AKP seçim öncesinde Reza Zarrab ile de barışacak....

İktidar, erken seçim öncesi “halka oy yatırımı” olarak da yorumlanan ekonomi paketi açıkladı.
Pakette birçok kurum ve kişiler için vergi affından kredi affına kadar birçok borçlara yapılandırma getirildi.

Öte yandan AKP’nin “imar barışı” olarak da duyurduğu bir diğer düzenlemeyle ise Türkiye genelinde kaçak, kural dışı yapılar kayıt altına alınacağı ve iskân verileceği belirtiliyor.

Mimarlar Odası Başkanı Eyüp Muhcu, bu düzenlemenin “imar değil rant barışı” olduğu görüşünü dile getiriyor.

Cumhuriyet’ten Hazal Ocak’ın haberine göre Muhcu, “Rıza Sarraf’ın kaçak yalısından Kapadokya’daki otellere kadar birçok kaçak bina yasallaşır” diyor.

“Bu açık bir imar affıdır” diyen Muhcu, “Üstü kapalı bir şekilde imar barışı adı altında gündeme getirilmektedir. Deprem de bir bahane olarak öne sürülmektedir. Sağlam yapıların oluşturulması söz konusu değildir. Söz konusu imar affıyla birlikte kaçak, kural dışı yapılan ve kamu denetim olmadan üretilen yapılar sanki sağlammış gibi kayıt altına alınacak ve iskân verilecek” ifadesini kullanıyor.

Son dönemde yapılan yüksek yapılar ve TOKİ’nin aracılık ettiği pek çok yapının kamu denetimi olmadan gerçekleştirildiğini hatırlatan Muhcu, sözlerine şöyle devam ediyor: 

“Bu yapılarla ilgili kural dışı eklemeler ve ilave katlar söz konusu. Bunların deprem açısından güvenli olduğunu iddia etmek mümkün değil. Yurttaşların mağduriyetinin giderileceği de doğru değil. Çünkü söz konusu işlemin kamu yararıyla bir ilgisi yok. Söz konusu imar affıyla kamu arazilerinin işgalinin yoğunlaşması, yeni ilave ve kaçak yapılaşmaların yapılması söz konusu. Seçim sürecinde kaçak uygulamaların hızlanacağını tahmin ediyoruz. Asıl amaç seçim sürecinde vatandaşların oylarını toplamak. Ekonomik krizi bir ölçüde rahatlatmak için vatandaşlardan para toplamayı hedefliyorlar. Son 16 yıldır iktidar tarafından korunan kimi inşaat firmaları ve kimi sermaye grupları aracılığıyla kural dışı ve yasalara aykırı yapılaşma gerçekleştirilmiştir. Bütün bu yapıların yasalaştırılması esas ve gizlenen amaçlardan biridir. Bir diğer amaç ise TOKİ’nin aracılık ettiği, koruduğu iktidar yanlısı büyük inşaat firmalarına yeni inşaat alanlarının oluşturulması için altyapı oluşturmaktır. 

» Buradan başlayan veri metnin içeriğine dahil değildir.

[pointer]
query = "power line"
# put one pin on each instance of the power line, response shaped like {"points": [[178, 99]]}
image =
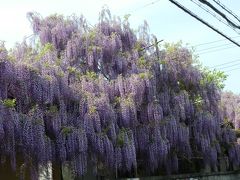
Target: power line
{"points": [[220, 49], [214, 47], [202, 21], [220, 13], [212, 42], [232, 69], [214, 15], [225, 67], [226, 9], [236, 60]]}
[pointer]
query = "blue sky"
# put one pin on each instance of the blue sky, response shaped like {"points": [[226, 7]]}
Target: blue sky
{"points": [[165, 20]]}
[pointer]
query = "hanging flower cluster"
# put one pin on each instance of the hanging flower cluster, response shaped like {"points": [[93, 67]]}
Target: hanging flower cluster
{"points": [[92, 95]]}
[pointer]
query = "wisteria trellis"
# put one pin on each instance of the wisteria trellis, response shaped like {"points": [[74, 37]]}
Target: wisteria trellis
{"points": [[90, 94]]}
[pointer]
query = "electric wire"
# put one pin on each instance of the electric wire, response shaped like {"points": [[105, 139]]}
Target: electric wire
{"points": [[214, 15], [201, 20], [227, 9]]}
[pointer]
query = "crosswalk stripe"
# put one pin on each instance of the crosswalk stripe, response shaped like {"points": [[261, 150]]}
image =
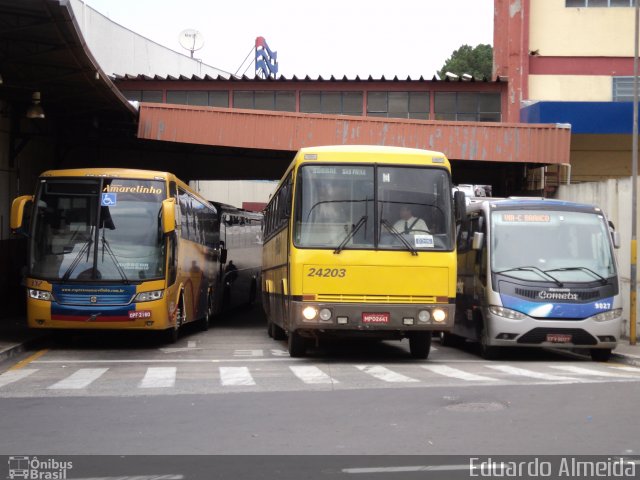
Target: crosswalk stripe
{"points": [[588, 371], [457, 373], [311, 375], [523, 372], [625, 368], [79, 379], [383, 373], [236, 376], [159, 377], [14, 375]]}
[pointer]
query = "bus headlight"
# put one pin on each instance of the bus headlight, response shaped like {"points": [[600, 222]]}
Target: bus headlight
{"points": [[310, 313], [39, 295], [149, 296], [506, 312], [606, 316], [424, 316], [439, 315]]}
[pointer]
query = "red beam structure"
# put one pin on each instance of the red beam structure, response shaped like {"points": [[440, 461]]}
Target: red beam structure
{"points": [[269, 130]]}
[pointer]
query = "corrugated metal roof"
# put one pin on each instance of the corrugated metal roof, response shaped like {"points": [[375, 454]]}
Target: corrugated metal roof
{"points": [[286, 131], [306, 78]]}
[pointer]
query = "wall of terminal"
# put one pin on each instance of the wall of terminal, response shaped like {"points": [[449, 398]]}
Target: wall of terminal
{"points": [[477, 102], [558, 30]]}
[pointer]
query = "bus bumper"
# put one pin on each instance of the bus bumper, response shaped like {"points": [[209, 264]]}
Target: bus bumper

Doğal ve arkeolojik sit alanları üzerinde oteller, AVM’ler, rezidanslar ve birtakım ticari tesisler yapıldı. Bodrum yarımadası üzerindeki 5 yıldızlı ve 7 yıldızlı oteller dikkat çekmektedir. Bu otellerin birçoğu hükümet ve bakanlık tarafından korunarak, bütün hukuk kuralları yok sayılarak gerçekleştirildi. Kıyı bölgelerindeki turizm tesislerinin çoğu aynı nitelikte. 1. Grup Arkeolojik Sit alanı olan Kapadokya’daki lüks oteller ve ticari yapıları yine aynı anlayış çevçevesinde gerçekleştirildi. Doğu Karadeniz’in eşsiz güzelliğe sahip yaylaları, Uzungöl ve Ayder gibi aynı şekilde betonlaştırıldı. Mağdur, yoksul, dar gelirli yurttaşların sorunlarının gidereceği söylemiyle manipüle edilen bu yasayla asıl olarak iktidarın yarattığı sermaye grupları ve müteahhit firmalarının çıkarları korunacak. Bedelini de doğa, tarih ve kültür değerleri ödeyecek.”

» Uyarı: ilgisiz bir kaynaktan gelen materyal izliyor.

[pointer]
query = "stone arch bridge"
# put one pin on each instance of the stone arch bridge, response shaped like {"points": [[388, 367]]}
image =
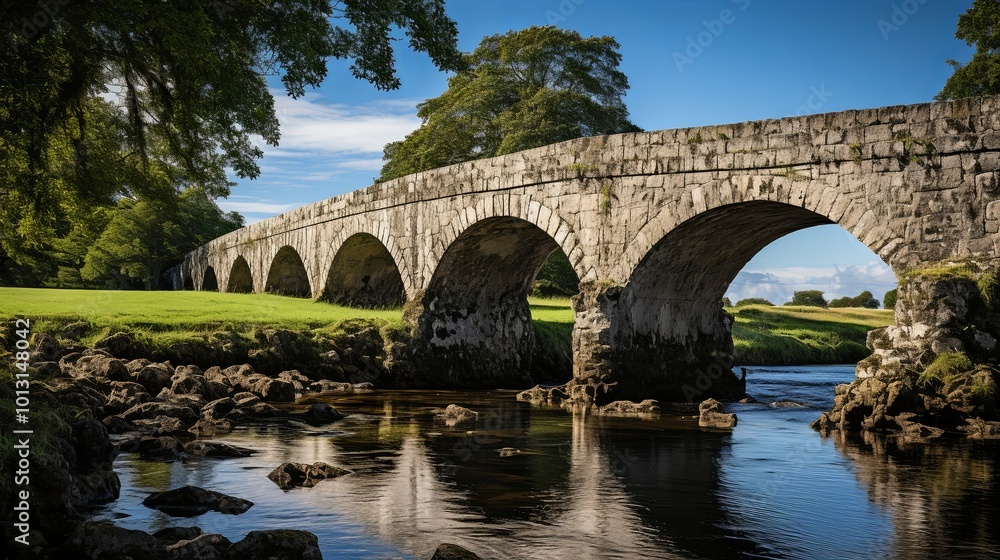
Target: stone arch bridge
{"points": [[655, 224]]}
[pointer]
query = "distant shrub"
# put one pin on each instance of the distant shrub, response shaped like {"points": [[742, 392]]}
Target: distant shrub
{"points": [[809, 298], [890, 299], [865, 299], [753, 301]]}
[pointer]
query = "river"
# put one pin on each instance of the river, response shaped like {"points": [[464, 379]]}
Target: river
{"points": [[598, 487]]}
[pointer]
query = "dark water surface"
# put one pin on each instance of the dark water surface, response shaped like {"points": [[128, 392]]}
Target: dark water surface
{"points": [[597, 487]]}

Çevre Bakanı Mehmet Özhaseki ise imar affını “Vatandaş devletle helalleşiyor” sözleriyle yorumluyor.

Düzenlemeden 150 milyar lira gelir beklediklerini söyleyen Özhaseki, bu paranın kentsel dönüşümde kullanılmayı planladıklarını belirtiyor ve şöyle devam ediyor:

“Belediye başkanlarının kanuna karşı yapmış oldukları ihale listeleri bitmiş oluyor. Sosyal faydası bunlar; vatandaş, devletle helalleşiyor. Ekonomik faydası; hazine arazisi, vatandaşa en uygun modelle hazine kazanmış oluyor. Vatandaşın evi ve iş yeri yasallaşıyor. Ekonomik olarak da kullanabiliyor. Bunun karşılığında kredi alıyor. İkinci fayda; konut üzerinden, iş yeri üzerinden vergiler alınabilecek. Toplamda bir gelir elde edeceğiz. Bu bedel, kentsel dönüşüm için kullanılacak. Buradan elde ettiğimiz geliri belediyelere 3 yıl ödemesiz, sıfır faizle kredi kullandıracağız.”